On Mar 25, 2008, at 11:54 PM, Daniel Glazman wrote:

> Maciej Stachowiak wrote:
>
>> I hope this information is helpful to the Working Group.
>
> Absolutely. I have a few comments on your answers, namely about the
> reason why a new CSS property could not just refer to an SVG or SMIL
> chunk to achieve the effects you're looking for. After all, the filter
> property defined by the SVG spec uses a url() argument, and external
> stylesheets are themselves well uh external to the markup instance...
> A filter or transition or animation could be itself external to the
> CSS instance, and SVG- or SMIL-based, w/o mixing HTML and SVG or SMIL.

In making our proposal that these areas should be considered in scope,  
we're not necessarily assuming anything specific about the details.  
Your suggestion for filters may make sense. On the other hand, there  
are potential issues with that:

1) SVG's "filter" CSS property creates a conflict with IE's legacy  
"filter" property, and we have had to do some tricks to hide it to  
avoid being sent into IE-specific code paths on some web sites. It may  
create an even more serious compatibility issue to define "filter" in  
CSS proper in a way that is incompatible with IE.

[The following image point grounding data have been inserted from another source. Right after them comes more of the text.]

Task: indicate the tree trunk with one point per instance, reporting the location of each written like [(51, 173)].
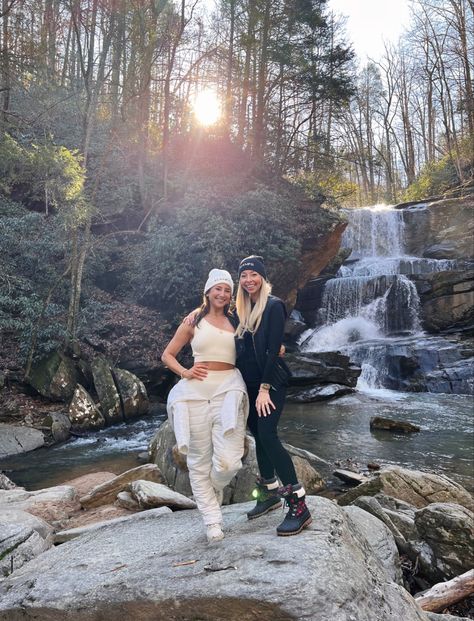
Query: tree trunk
[(445, 594)]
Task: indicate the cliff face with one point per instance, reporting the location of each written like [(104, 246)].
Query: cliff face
[(446, 230)]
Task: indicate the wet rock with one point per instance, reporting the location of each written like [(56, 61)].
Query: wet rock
[(55, 377), (133, 393), (106, 389), (81, 518), (412, 486), (447, 300), (317, 393), (309, 299), (107, 492), (83, 413), (6, 483), (310, 368), (86, 483), (445, 532), (379, 539), (127, 501), (15, 440), (441, 229), (60, 425), (419, 364), (18, 545), (433, 616), (353, 478), (52, 504), (389, 424), (150, 495), (26, 520), (133, 571), (295, 326)]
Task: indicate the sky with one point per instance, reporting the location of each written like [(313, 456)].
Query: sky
[(370, 22)]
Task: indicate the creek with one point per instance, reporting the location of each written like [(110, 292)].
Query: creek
[(371, 312)]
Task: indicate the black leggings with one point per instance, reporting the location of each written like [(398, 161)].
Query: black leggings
[(271, 455)]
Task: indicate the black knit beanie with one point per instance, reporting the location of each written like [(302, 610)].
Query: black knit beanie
[(254, 263)]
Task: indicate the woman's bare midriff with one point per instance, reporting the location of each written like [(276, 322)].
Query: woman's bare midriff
[(219, 366)]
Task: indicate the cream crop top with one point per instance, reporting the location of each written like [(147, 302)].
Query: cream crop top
[(211, 344)]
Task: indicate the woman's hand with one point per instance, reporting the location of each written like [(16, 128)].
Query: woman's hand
[(264, 404), (197, 371), (190, 320)]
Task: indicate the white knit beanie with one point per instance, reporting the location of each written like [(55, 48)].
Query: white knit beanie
[(218, 276)]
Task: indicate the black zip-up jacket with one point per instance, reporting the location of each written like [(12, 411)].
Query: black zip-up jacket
[(267, 341)]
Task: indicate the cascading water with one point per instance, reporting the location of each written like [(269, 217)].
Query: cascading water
[(371, 310)]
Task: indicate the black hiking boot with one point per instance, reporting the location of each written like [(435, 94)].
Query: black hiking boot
[(298, 516), (267, 499)]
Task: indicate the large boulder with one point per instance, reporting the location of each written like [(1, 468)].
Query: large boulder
[(164, 569), (133, 393), (412, 486), (15, 440), (18, 545), (441, 229), (107, 492), (163, 452), (437, 538), (320, 376), (53, 504), (444, 544), (55, 377), (447, 300), (83, 412), (151, 495), (107, 392), (59, 425)]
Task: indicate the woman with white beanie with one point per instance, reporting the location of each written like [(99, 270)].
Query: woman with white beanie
[(208, 408)]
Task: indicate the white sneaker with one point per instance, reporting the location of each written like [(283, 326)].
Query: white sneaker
[(219, 496), (214, 532)]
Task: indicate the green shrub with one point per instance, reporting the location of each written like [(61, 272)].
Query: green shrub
[(434, 179), (169, 268), (31, 260)]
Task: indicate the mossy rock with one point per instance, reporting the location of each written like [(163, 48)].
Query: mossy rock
[(54, 377)]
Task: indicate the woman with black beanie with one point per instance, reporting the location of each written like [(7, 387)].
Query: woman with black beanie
[(259, 337)]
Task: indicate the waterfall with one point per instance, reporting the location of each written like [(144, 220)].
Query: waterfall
[(372, 302)]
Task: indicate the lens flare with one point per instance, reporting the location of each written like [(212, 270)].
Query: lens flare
[(207, 107)]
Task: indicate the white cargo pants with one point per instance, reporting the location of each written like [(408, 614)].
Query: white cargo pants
[(213, 460)]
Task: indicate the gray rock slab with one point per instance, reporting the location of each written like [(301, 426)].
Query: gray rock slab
[(17, 498), (15, 440), (379, 539), (433, 616), (149, 495), (18, 545), (72, 533), (25, 519), (164, 570), (411, 486)]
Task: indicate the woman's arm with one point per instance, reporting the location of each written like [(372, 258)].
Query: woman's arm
[(276, 330), (182, 337)]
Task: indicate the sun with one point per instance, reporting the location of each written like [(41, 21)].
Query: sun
[(207, 107)]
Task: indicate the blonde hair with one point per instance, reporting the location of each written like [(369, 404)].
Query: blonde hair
[(249, 317)]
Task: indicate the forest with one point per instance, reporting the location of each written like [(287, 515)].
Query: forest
[(104, 167)]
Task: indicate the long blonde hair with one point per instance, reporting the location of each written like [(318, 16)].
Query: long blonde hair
[(249, 317)]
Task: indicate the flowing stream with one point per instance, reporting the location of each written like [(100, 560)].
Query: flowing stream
[(369, 311)]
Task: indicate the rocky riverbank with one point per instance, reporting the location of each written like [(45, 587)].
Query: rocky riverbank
[(133, 545)]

2) It would be unfortunate if using a filter intrinsically required  
inserting presentational SVG markup in your document, or alternately  
loading an additional external resource, for the filter specification.  
At least for simple filters it seems desirable to be able to specify  
them full in CSS without reference to additional markup defining the  
filter.

3) It is not even clear to me if the SVG "filter" property is intended  
to work with references to external documents. The SVG 1.1 spec does  
not make this clear. SVG 1.2 Tiny has a table with lots of  
clarifications, and many similar references to specific kinds of  
elements are restricted to same-document, but the table does not cover  
filters since they are not in SVG 1.2 Tiny. In practice popular UAs  
often restrict such references to same-document.

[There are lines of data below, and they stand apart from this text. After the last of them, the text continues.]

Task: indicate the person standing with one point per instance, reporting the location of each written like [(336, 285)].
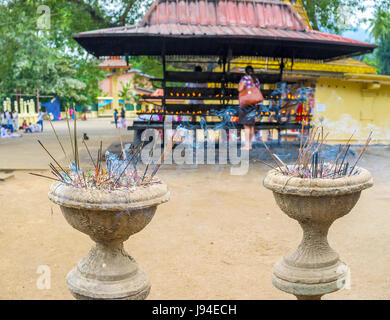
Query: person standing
[(16, 120), (123, 118), (246, 113), (41, 114), (116, 118), (71, 113), (3, 118), (10, 121)]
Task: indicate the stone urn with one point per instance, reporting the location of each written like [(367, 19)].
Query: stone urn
[(109, 218), (314, 269)]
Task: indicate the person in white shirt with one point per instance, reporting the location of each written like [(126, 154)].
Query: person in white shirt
[(40, 118), (4, 132), (10, 121), (16, 120), (3, 118)]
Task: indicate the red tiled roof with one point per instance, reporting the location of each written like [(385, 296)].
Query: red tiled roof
[(264, 14), (205, 27), (114, 62)]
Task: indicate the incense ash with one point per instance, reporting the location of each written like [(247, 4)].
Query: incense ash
[(115, 173), (312, 163)]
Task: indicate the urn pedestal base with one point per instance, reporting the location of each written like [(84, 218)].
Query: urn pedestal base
[(309, 284), (108, 272), (314, 269)]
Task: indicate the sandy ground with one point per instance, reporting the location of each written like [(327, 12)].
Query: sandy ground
[(217, 238)]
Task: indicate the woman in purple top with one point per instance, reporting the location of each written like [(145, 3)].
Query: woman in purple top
[(246, 114)]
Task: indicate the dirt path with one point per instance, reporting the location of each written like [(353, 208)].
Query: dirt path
[(217, 238)]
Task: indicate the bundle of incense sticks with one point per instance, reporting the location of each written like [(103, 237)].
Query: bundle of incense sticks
[(312, 163), (119, 172)]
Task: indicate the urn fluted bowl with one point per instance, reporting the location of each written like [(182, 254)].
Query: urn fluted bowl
[(314, 269), (109, 218)]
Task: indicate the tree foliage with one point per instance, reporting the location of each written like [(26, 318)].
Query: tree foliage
[(332, 15), (49, 59)]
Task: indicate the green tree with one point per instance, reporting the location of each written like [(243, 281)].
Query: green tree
[(380, 30)]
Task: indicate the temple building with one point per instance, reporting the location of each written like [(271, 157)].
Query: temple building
[(350, 95), (120, 87)]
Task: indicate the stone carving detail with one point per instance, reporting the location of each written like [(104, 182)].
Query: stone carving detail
[(109, 218), (314, 269)]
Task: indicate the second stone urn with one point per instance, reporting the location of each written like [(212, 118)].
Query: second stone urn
[(314, 269), (109, 218)]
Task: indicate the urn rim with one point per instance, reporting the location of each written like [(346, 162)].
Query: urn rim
[(280, 183), (137, 197)]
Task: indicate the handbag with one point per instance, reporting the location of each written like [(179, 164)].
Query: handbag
[(250, 96)]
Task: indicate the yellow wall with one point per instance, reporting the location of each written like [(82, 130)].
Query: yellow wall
[(348, 106)]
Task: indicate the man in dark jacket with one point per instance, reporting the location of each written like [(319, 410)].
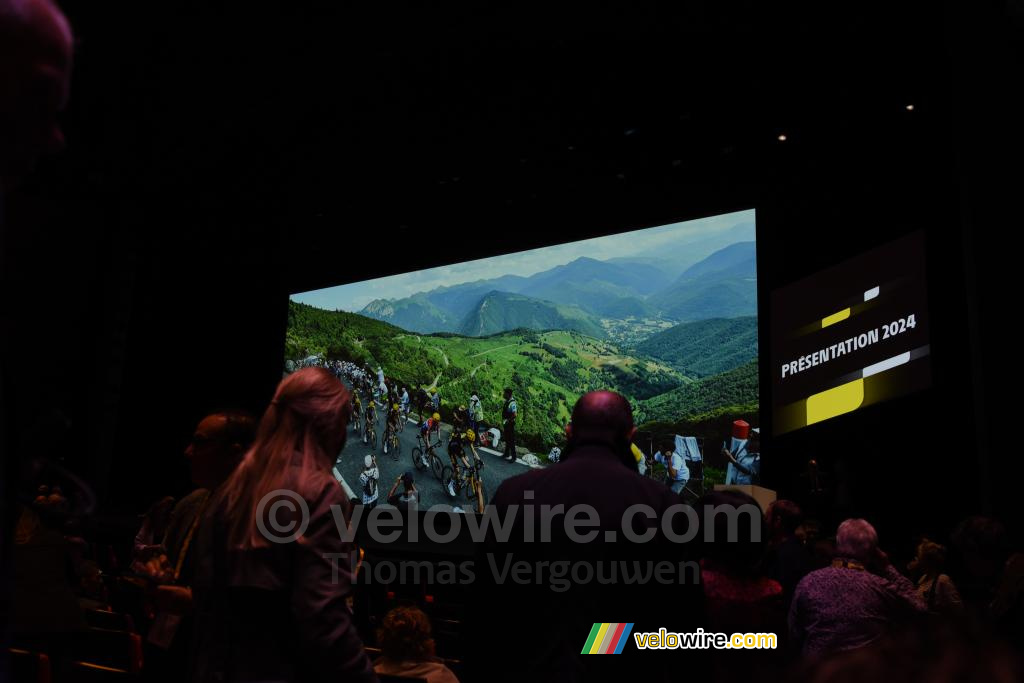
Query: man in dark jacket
[(510, 413), (556, 590)]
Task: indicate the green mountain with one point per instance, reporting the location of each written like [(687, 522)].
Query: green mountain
[(736, 387), (499, 311), (548, 371), (416, 312), (706, 347), (724, 285)]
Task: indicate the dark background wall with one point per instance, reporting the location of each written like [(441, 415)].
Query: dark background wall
[(221, 156)]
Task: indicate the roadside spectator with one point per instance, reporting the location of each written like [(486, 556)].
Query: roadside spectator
[(370, 478), (510, 413), (408, 496), (677, 474), (475, 413)]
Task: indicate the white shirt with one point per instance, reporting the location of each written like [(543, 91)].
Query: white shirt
[(678, 464), (374, 474)]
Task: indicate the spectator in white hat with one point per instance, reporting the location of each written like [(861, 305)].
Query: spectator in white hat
[(370, 478)]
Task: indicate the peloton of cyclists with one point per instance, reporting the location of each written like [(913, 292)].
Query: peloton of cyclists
[(394, 419), (371, 420), (457, 453)]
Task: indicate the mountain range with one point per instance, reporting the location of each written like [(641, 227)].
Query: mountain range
[(577, 295)]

These are the kinds of issues that I hope the CSS WG would consider if  
it was working on a filter spec for CSS.

> Other than that, I personnally agree on the simplicity of a
> CSS-based solution like the one you propose.

Well, we haven't proposed a specific solution for filters, but in  
general I think it should be possible to do at least simple cases in  
pure CSS.

>> In any case, I am a little concerns that as chair you seem to have  
>> somewhat negative feelings about this feature going into the  
>> charter discussion. It is of course your duty to be skeptical of  
>> charter proposals, and feature proposals generally, but I hope you  
>> will consider Apple's proposals with an open mind.
>
> I have no feeling at all. Your proposals are just introducing CSS  
> features already existing in at least two W3C RECs and it's
> absolutely normal to ask why the Membership should invest time,
> workforce, energy and money on the same subjects again, and why the
> Web should have two solutions to the same problem. Right ?
> Again I have no feeling at all. You're bringing in proposals and you
> can be sure these proposals will be discussed just like any other.

Thanks, due consideration is all we ask.